Our lunchtime host soon becomes the one we start seeking out at every meal.
“Do you see my name?” he asks, pointing to the tag on his uniform. “Gua-ri-o-nex! Can you say? Remember! Tomorrow you come back — I test you.”
We laugh.
Guarionex. Guarionex.
I repeat the name and brush the dusty corners of my memory. It sounds familiar, and then I remember — a television series about Christopher Columbus I watched with my parents when I was a child. Guarionex: the name of a Taíno chief who resisted the European arrivals on this island centuries ago.
I feel proud of retrieving the fact from somewhere deep in my mind and imagine announcing it triumphantly the next day.
Not only do I remember your name, I rehearse silently. I also know what it means. My people, too, name their boys after heroes from long ago.
But I never do. It is harder to be that cool in real life.
It wasn’t until we had settled into the rhythm of the resort that I finally opened my book. In the story collection, Edwidge Danticat, one of today’s most prominent voices in immigrant and diaspora literature, writes about Haitian lives shaped by migration, separation, and memory — on the other side of Hispaniola, the island shared by Haiti and the Dominican Republic.
Published in 2019, the collection is the last of many highly acclaimed works by the author, who has produced a prolific body of fiction and essays exploring Haitian history, the diaspora experience, and broader themes of injustice, poverty, and everyday human suffering. Until that brief winter getaway to the Dominican Republic, however, I had only encountered Danticat’s name indirectly and had never held one of her books in my hands.
One does not need to be a world history major to understand that a book about the Haitian diaspora carries no promise of a light poolside read. Yet my choice was neither erroneous nor accidental.
Since reading my first book by an author in exile, without fully understanding what it was that tugged at my heart, I found myself returning to similar voices. Writers such as Jorge Amado and Zoé Valdés kept drawing me back. Later, as I settled far from my own motherland, I discovered Aimée Nezhukumatathil, Ocean Vuong, and Jamil Jan Kochai, whose stories of immigration and the “thumbprints” it leaves across generations resonated deeply. Danticat’s narratives felt like a missing piece of my own reading journey. And even though Everything Inside was not the book that would explain the island to me at that time, it was the right place to start.
Now, with The Farming of Bones, the deeper and darker history of Hispaniola begins to unfold more starkly. The novel centers on the 1937 Parsley Massacre, when thousands of Haitians living in the Dominican Republic were killed on the orders of dictator Rafael Trujillo. Through the voice of a young Haitian woman named Amabelle, the story reconstructs a fragile border world where language, identity, and even the ability to pronounce a word could determine whether someone lived or died.

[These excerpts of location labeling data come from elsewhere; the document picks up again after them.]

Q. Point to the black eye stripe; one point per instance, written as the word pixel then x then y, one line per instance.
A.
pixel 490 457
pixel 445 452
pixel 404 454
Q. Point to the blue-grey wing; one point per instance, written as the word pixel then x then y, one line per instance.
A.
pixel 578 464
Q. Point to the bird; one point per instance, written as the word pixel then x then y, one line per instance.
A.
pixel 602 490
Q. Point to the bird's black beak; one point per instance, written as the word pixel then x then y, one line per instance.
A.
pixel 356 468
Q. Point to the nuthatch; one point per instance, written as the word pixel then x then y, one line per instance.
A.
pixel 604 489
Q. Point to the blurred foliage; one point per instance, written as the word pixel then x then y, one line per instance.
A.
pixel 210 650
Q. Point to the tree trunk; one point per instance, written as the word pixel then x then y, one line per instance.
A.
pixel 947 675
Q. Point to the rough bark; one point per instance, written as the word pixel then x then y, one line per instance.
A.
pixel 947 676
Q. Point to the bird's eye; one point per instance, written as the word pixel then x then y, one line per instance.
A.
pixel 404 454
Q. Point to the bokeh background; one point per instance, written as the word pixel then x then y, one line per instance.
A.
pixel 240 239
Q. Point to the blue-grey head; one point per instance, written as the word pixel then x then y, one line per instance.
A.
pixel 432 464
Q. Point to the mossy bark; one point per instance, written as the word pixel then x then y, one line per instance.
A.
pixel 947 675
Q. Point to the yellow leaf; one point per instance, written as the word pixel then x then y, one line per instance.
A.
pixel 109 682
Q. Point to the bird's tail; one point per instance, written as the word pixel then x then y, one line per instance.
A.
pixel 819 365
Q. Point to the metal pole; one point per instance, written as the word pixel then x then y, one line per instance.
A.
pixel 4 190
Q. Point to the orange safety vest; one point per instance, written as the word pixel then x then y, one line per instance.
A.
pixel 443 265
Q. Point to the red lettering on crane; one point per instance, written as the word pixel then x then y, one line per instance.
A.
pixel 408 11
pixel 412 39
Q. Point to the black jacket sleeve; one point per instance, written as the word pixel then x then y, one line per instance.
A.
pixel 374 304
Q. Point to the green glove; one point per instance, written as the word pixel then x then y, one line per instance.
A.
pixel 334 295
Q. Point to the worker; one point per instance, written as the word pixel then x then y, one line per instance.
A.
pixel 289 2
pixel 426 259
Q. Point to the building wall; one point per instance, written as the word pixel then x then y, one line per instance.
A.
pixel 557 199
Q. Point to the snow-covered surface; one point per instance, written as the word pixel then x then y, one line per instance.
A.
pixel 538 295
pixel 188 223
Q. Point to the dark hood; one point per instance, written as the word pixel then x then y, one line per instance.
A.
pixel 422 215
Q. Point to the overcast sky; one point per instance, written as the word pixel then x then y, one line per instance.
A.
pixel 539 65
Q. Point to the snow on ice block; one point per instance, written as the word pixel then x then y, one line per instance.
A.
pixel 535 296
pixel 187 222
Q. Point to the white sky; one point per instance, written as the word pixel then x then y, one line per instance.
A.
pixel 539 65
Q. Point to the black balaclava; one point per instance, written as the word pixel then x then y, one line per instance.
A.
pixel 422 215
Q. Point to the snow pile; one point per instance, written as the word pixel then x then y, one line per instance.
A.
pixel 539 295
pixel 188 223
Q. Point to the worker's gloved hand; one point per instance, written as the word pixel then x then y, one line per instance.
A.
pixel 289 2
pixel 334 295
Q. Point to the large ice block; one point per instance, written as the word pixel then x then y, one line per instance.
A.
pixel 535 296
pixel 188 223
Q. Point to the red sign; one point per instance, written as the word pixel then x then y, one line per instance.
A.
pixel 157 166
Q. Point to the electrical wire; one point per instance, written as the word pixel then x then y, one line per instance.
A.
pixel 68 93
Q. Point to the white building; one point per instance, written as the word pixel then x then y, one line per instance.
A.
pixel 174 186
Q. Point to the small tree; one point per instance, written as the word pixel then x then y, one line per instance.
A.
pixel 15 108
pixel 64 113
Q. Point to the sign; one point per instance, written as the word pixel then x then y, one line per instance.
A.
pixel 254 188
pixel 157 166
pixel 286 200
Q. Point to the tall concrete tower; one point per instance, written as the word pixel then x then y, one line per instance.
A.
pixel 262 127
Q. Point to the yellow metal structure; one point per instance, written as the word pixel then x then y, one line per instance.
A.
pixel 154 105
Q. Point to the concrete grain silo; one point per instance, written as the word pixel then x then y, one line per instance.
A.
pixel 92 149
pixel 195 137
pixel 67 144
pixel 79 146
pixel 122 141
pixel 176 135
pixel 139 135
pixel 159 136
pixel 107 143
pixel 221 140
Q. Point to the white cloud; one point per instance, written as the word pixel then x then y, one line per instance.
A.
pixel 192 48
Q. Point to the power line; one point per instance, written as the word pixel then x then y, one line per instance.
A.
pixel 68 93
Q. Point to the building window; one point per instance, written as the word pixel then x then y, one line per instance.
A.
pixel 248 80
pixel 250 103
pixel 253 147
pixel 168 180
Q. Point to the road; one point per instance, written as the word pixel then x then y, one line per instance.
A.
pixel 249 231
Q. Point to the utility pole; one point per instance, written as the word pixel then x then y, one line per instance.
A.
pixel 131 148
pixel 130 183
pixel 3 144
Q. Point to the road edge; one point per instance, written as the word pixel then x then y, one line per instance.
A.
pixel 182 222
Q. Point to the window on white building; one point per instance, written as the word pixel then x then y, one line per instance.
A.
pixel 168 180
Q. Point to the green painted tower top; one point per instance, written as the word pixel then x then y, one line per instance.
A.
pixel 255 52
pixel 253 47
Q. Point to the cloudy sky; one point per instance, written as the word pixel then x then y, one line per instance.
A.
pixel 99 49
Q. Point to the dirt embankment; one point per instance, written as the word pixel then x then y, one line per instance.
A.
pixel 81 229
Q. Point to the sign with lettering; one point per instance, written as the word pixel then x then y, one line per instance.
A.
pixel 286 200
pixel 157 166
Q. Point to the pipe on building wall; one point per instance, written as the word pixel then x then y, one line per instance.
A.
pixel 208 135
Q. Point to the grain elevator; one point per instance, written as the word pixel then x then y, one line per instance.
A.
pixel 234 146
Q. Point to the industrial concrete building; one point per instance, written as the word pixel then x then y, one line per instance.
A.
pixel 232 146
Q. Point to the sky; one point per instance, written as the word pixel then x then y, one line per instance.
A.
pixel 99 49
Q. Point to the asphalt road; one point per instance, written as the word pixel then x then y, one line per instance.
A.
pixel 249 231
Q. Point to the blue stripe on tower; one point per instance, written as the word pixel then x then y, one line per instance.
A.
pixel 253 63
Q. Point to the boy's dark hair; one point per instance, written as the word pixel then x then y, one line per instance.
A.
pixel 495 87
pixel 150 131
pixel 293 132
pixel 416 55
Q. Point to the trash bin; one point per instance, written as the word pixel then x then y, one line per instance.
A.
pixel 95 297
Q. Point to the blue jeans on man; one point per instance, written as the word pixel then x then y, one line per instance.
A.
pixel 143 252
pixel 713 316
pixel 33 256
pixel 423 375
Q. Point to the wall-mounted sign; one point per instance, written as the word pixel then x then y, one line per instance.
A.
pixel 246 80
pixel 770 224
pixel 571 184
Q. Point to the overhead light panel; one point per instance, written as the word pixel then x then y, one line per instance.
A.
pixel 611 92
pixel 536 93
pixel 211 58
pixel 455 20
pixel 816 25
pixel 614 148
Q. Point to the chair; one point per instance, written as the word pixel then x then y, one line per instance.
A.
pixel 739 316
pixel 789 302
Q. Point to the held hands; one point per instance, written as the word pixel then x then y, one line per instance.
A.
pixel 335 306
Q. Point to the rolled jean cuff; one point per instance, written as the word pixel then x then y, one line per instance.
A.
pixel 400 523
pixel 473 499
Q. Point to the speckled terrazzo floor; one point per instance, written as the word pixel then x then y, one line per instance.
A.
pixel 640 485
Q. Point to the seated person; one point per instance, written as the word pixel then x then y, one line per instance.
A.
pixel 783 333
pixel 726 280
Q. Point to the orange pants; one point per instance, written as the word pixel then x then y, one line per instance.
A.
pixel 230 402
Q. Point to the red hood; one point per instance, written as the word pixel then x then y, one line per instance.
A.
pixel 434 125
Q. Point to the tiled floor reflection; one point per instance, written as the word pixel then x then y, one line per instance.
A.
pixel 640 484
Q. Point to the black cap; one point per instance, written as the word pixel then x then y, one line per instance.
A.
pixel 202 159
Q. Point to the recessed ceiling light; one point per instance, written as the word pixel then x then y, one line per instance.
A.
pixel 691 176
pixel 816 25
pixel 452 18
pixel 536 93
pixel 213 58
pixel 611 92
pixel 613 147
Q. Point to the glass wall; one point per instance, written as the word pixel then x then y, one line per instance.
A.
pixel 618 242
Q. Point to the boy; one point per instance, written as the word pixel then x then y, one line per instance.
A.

Back in Virginia, when I decided to capture how I experienced Danticat’s stories, I couldn’t shake the feeling of unfinishedness. I needed to learn more. How can two strikingly different nations share one island? How do Dominican tourism and Haitian history shape the dynamics between the two countries today? I had come to Hispaniola to do the resort and managed to leave the island largely untouched by any cultural or historical insight, aside from fleeting encounters with service staff carrying indigenous names…
I started searching. I learned about the Haitian Revolution, then about Haiti’s rule over the Dominican Republic, followed by Dominican independence, and finally the Trujillo regime. The Farming of Bones was a natural next read.
The sun is still high, and I have only made it through a couple of pages. It is hard to stay focused — distractions are plenty. There is a new bird in the woods, maybe a passerby on her way back north. Squirrels rustle the old foliage, looking for the acorns they buried before winter. Everything seems ready for life again.
Reluctantly, I close the book and get up. I press it against my chest in anticipation.





THIS is why I read! It is the personal connections to books that plant the words and ideas in our lives--and every combination of reader and book is unique. I love reading musings from fellow book lovers! Thanks for sharing your life-enrichment, Alua.